Referring to FIGS. 2 and 4, the overcorrection period, and the corresponding phase error that the charge pump 40 may introduce, are also present when REF and the feedback signal are out of phase. At time t0 the leading feedback signal transitions to a logic 1, and thus triggers a true phase-correction cycle. At time t1 the flip-flop 36 transitions DOWN to logic 1 in response to the feedback signal's transition, and REF transitions to logic 1. One might expect that the phase-detect circuit 30 would transition DOWN back to logic 0 and not transition UP to an active logic 1 because no further phase correction is needed.
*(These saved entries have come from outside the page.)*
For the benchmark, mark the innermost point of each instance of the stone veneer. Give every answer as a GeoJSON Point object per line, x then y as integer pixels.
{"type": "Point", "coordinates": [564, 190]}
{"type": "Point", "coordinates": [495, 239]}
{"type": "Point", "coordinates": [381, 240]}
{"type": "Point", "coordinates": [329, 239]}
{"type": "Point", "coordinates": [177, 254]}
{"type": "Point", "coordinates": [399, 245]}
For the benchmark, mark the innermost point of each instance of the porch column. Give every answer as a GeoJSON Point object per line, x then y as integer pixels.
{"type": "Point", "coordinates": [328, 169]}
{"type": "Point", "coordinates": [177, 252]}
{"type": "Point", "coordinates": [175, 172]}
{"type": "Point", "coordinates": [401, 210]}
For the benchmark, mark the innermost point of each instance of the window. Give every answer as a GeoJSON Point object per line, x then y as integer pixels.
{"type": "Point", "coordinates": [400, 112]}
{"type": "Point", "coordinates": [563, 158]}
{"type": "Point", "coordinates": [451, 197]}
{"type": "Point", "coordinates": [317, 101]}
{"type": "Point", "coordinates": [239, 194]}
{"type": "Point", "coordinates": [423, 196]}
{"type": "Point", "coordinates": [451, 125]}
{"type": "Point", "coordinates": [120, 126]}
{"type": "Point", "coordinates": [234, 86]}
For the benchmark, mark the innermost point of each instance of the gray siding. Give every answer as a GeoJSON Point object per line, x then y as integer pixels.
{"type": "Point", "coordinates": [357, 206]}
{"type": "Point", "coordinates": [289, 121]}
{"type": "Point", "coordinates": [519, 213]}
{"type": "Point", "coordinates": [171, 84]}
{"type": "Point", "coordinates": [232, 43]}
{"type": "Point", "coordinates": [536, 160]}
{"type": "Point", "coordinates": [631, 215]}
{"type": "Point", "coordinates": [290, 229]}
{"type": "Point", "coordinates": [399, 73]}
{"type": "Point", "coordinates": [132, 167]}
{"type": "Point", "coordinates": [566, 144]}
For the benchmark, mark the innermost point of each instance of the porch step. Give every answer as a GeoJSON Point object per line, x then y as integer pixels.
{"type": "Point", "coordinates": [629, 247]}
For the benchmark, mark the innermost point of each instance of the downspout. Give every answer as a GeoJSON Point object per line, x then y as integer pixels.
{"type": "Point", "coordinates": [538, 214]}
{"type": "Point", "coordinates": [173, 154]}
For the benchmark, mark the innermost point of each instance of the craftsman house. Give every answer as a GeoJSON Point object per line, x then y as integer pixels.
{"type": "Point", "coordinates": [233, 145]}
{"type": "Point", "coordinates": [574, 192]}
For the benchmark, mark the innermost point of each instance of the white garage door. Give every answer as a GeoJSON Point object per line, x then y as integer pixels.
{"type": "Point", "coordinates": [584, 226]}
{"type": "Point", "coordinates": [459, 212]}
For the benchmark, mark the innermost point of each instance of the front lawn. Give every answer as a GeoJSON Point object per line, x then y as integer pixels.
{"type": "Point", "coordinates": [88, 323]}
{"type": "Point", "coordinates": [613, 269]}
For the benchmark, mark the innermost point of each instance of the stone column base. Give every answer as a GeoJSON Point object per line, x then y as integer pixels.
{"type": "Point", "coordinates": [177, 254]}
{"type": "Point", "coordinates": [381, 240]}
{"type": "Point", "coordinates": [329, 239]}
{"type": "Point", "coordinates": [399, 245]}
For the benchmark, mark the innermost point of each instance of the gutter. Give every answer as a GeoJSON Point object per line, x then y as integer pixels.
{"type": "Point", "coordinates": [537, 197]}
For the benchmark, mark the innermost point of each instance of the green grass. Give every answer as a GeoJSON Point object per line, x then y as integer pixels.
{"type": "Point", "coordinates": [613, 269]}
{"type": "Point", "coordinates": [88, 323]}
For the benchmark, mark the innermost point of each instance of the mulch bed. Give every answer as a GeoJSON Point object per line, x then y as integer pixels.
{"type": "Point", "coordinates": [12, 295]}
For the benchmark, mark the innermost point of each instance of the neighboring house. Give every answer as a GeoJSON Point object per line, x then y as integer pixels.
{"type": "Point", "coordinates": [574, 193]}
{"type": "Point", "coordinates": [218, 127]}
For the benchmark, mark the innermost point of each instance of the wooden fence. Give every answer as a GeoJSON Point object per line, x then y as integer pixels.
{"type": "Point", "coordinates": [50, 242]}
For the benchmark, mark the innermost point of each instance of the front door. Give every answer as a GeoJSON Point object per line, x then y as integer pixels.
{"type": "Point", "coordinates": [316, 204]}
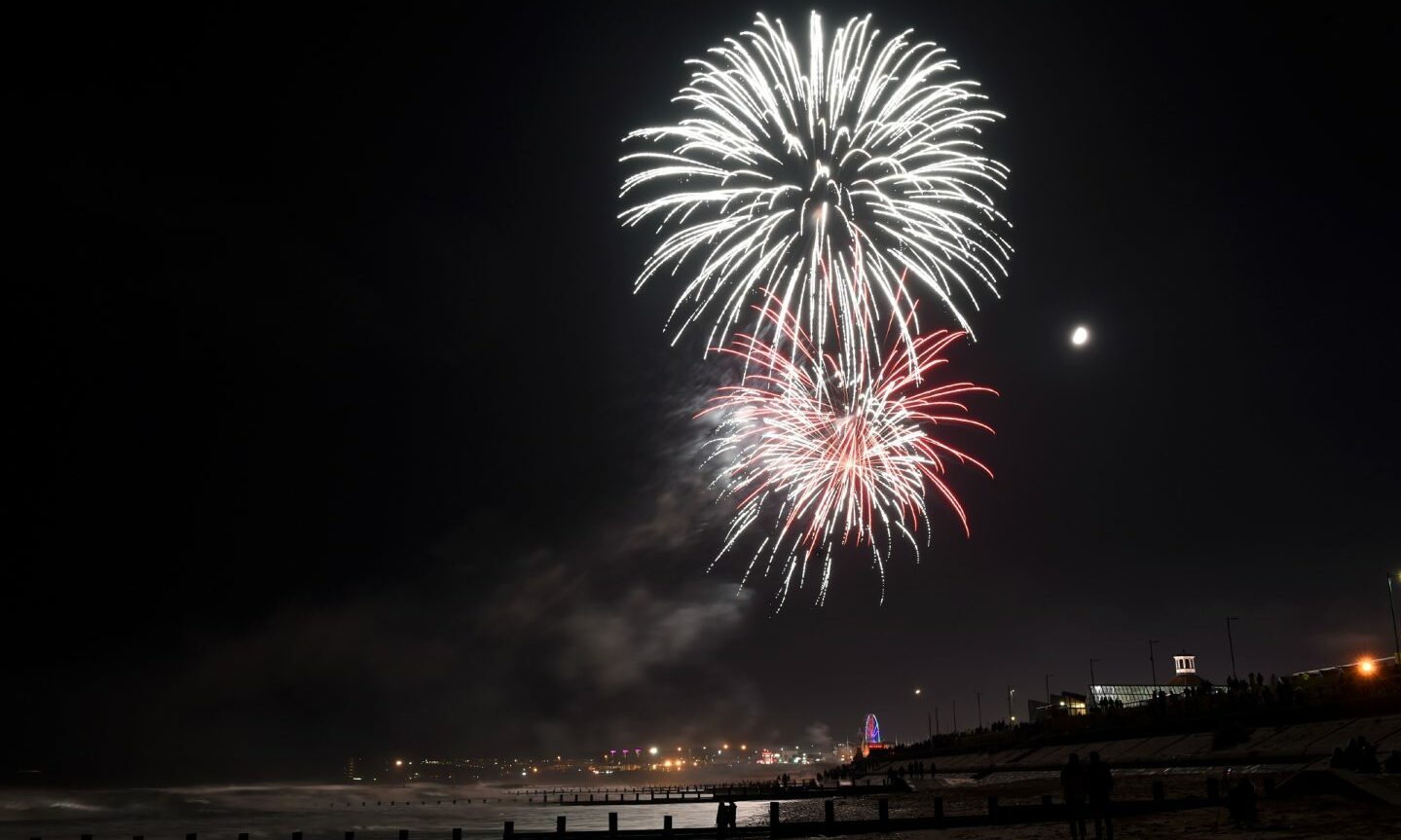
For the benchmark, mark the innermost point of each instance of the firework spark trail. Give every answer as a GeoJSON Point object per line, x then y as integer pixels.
{"type": "Point", "coordinates": [833, 454]}
{"type": "Point", "coordinates": [824, 184]}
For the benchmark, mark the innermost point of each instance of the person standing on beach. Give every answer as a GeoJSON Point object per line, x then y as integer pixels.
{"type": "Point", "coordinates": [1072, 785]}
{"type": "Point", "coordinates": [1098, 782]}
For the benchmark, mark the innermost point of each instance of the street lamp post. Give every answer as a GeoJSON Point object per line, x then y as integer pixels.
{"type": "Point", "coordinates": [928, 721]}
{"type": "Point", "coordinates": [1232, 642]}
{"type": "Point", "coordinates": [1395, 638]}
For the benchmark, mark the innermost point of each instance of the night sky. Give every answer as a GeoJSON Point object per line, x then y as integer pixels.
{"type": "Point", "coordinates": [339, 430]}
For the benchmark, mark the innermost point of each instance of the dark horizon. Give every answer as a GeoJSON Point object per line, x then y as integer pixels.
{"type": "Point", "coordinates": [341, 430]}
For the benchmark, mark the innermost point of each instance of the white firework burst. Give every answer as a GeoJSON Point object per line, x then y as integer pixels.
{"type": "Point", "coordinates": [824, 182]}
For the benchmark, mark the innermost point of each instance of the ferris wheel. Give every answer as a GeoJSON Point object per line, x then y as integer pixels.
{"type": "Point", "coordinates": [870, 732]}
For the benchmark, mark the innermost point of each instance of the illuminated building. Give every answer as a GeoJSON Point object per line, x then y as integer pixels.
{"type": "Point", "coordinates": [1135, 695]}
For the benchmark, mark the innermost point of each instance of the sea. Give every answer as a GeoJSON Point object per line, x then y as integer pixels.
{"type": "Point", "coordinates": [321, 812]}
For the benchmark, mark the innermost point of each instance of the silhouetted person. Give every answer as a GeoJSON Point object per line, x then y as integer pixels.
{"type": "Point", "coordinates": [1098, 782]}
{"type": "Point", "coordinates": [1072, 785]}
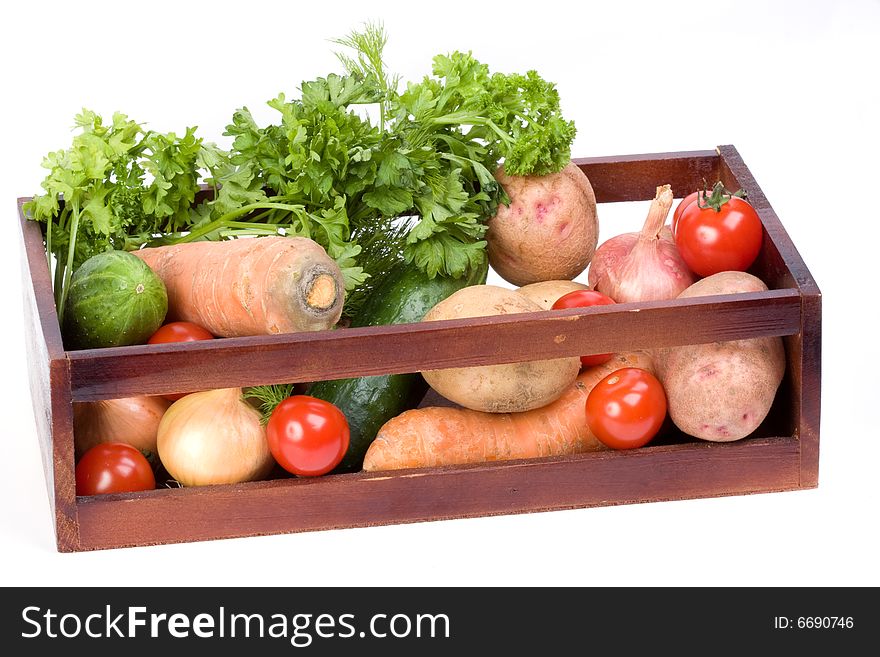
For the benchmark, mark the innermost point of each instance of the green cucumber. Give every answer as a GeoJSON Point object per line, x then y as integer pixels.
{"type": "Point", "coordinates": [115, 300]}
{"type": "Point", "coordinates": [369, 402]}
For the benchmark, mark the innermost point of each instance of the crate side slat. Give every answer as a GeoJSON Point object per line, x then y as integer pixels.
{"type": "Point", "coordinates": [810, 388]}
{"type": "Point", "coordinates": [636, 177]}
{"type": "Point", "coordinates": [41, 281]}
{"type": "Point", "coordinates": [735, 174]}
{"type": "Point", "coordinates": [162, 369]}
{"type": "Point", "coordinates": [368, 499]}
{"type": "Point", "coordinates": [804, 351]}
{"type": "Point", "coordinates": [49, 378]}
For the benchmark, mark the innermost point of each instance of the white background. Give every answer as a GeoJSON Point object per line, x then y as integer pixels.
{"type": "Point", "coordinates": [792, 84]}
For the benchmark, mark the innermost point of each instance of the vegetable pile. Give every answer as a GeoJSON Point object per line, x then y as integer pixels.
{"type": "Point", "coordinates": [327, 219]}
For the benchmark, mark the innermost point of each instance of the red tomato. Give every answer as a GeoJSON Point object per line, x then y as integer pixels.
{"type": "Point", "coordinates": [307, 436]}
{"type": "Point", "coordinates": [113, 468]}
{"type": "Point", "coordinates": [711, 241]}
{"type": "Point", "coordinates": [686, 201]}
{"type": "Point", "coordinates": [179, 332]}
{"type": "Point", "coordinates": [582, 299]}
{"type": "Point", "coordinates": [626, 409]}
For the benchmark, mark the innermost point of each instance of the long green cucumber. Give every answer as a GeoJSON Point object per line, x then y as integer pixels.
{"type": "Point", "coordinates": [369, 402]}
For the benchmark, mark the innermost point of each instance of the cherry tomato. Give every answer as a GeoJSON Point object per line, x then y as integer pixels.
{"type": "Point", "coordinates": [113, 468]}
{"type": "Point", "coordinates": [307, 436]}
{"type": "Point", "coordinates": [626, 409]}
{"type": "Point", "coordinates": [712, 241]}
{"type": "Point", "coordinates": [582, 299]}
{"type": "Point", "coordinates": [179, 332]}
{"type": "Point", "coordinates": [686, 201]}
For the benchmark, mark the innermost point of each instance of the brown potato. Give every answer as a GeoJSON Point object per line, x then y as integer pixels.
{"type": "Point", "coordinates": [505, 388]}
{"type": "Point", "coordinates": [550, 229]}
{"type": "Point", "coordinates": [721, 391]}
{"type": "Point", "coordinates": [545, 293]}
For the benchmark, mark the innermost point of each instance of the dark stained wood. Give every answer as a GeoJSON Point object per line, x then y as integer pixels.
{"type": "Point", "coordinates": [184, 367]}
{"type": "Point", "coordinates": [365, 499]}
{"type": "Point", "coordinates": [636, 177]}
{"type": "Point", "coordinates": [49, 385]}
{"type": "Point", "coordinates": [803, 351]}
{"type": "Point", "coordinates": [792, 309]}
{"type": "Point", "coordinates": [735, 174]}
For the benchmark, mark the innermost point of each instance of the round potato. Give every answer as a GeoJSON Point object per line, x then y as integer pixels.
{"type": "Point", "coordinates": [505, 388]}
{"type": "Point", "coordinates": [545, 293]}
{"type": "Point", "coordinates": [550, 229]}
{"type": "Point", "coordinates": [721, 391]}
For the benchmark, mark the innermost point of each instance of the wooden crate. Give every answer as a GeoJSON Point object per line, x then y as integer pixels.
{"type": "Point", "coordinates": [782, 455]}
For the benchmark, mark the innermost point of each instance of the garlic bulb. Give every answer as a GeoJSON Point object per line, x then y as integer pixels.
{"type": "Point", "coordinates": [213, 437]}
{"type": "Point", "coordinates": [644, 266]}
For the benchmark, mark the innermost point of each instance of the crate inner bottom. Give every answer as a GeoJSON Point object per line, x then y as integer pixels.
{"type": "Point", "coordinates": [778, 423]}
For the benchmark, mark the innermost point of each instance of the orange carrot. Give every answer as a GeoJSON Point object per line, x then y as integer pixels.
{"type": "Point", "coordinates": [250, 286]}
{"type": "Point", "coordinates": [433, 436]}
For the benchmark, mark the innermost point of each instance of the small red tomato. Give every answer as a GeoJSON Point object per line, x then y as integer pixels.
{"type": "Point", "coordinates": [179, 332]}
{"type": "Point", "coordinates": [626, 409]}
{"type": "Point", "coordinates": [307, 436]}
{"type": "Point", "coordinates": [582, 299]}
{"type": "Point", "coordinates": [725, 236]}
{"type": "Point", "coordinates": [113, 468]}
{"type": "Point", "coordinates": [681, 207]}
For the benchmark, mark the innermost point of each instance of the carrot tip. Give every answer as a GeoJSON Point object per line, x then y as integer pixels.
{"type": "Point", "coordinates": [322, 292]}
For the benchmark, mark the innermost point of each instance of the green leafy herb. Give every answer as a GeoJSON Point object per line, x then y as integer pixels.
{"type": "Point", "coordinates": [102, 180]}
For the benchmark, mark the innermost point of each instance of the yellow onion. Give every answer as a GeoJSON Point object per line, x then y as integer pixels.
{"type": "Point", "coordinates": [213, 437]}
{"type": "Point", "coordinates": [131, 420]}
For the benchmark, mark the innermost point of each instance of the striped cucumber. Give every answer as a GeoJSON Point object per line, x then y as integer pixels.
{"type": "Point", "coordinates": [369, 402]}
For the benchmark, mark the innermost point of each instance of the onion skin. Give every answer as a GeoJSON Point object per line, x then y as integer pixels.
{"type": "Point", "coordinates": [213, 437]}
{"type": "Point", "coordinates": [644, 266]}
{"type": "Point", "coordinates": [131, 420]}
But because of the above-described delays inherent in the phase-detect and reset circuits 30 and 32, this is not the case. At time t2, the flip-flop 34 transitions UP to logic 1 in response to REF's transition, and, at time t3, the AND gate 38 transitions RESET to an active logic 1 in response to the transition of UP. At time t4, UP and DOWN transition back to an inactive logic 0 such that the overcorrection period between t2 and t4 is approximately 0.8 ns, the same duration as discussed above in conjunction with FIG. 3 where the feedback signal is in phase with REF. Consequently, the overcorrection period, which here extends the length of DOWN beyond that which is necessary to correct the phase of the feedback signal, may cause the charge pump 40 to introduce a noticeable phase error into OSC1 and OSC2 as discussed above. At time t5, the AND gate 38 transitions RESET back to an inactive logic 0 to end the phase-correction cycle.